From William Gibson’s recent Book Expo American luncheon talk?

“..the future, be it capital-T Tomorrow or just tomorrow, Friday, just means more stuff, however peculiar and unexpected. A new quotidian. Somebody’s future, somebody else’s past.”

Something that may have once been routine will transform into a curiosity and then to old-fashioned, quaint, peculiar, ancient, confusing, a lost art, alien, &c. On the other hand, today’s fascinating, spectacular will go the way of the normal, routine, everyday, banal, quotidian, boring, unspectacular, old-fashioned, a relic, collectible, museum quality, a prop to tell a story about history and how things once were, to an unknown artifact to be puzzled over in order to understand a bygone era. This perspective of seeing something as even so banal as to be boring is useful, I think, in the design process. A slight shift of perspective that adds temporality to the work one does, puts it on a timeline that is more than the rush-rush of go-to-market working schedules. At the end of it all — it’s either trash or on a pile of other crap in a flea market in Ankara or a vintage shop in Austin or something.
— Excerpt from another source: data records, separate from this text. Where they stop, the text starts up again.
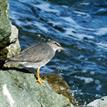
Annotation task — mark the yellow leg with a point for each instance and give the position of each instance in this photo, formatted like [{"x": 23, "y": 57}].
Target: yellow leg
[{"x": 39, "y": 80}]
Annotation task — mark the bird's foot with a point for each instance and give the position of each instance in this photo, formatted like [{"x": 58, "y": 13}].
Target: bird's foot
[{"x": 40, "y": 81}]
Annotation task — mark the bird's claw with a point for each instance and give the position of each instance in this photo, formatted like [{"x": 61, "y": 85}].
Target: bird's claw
[{"x": 40, "y": 81}]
Why do I blog this? A nice juxtoposition that I find useful to consider. When designing things that are meant to be the new, great object, or idea — think of it also, or maybe to start, as the new normal, everyday, perhaps even boring or discarded thing. Why, I am not sure, but I think it helps to round out the considerations, and to look at something fascinating as also something boring, or quaint or even illegible — as if a kid today were to look at a rotary wall phone or paper map.

[Update: Nicolas has his own related remarks on Gibson’s talk at his Liftlabs blog.]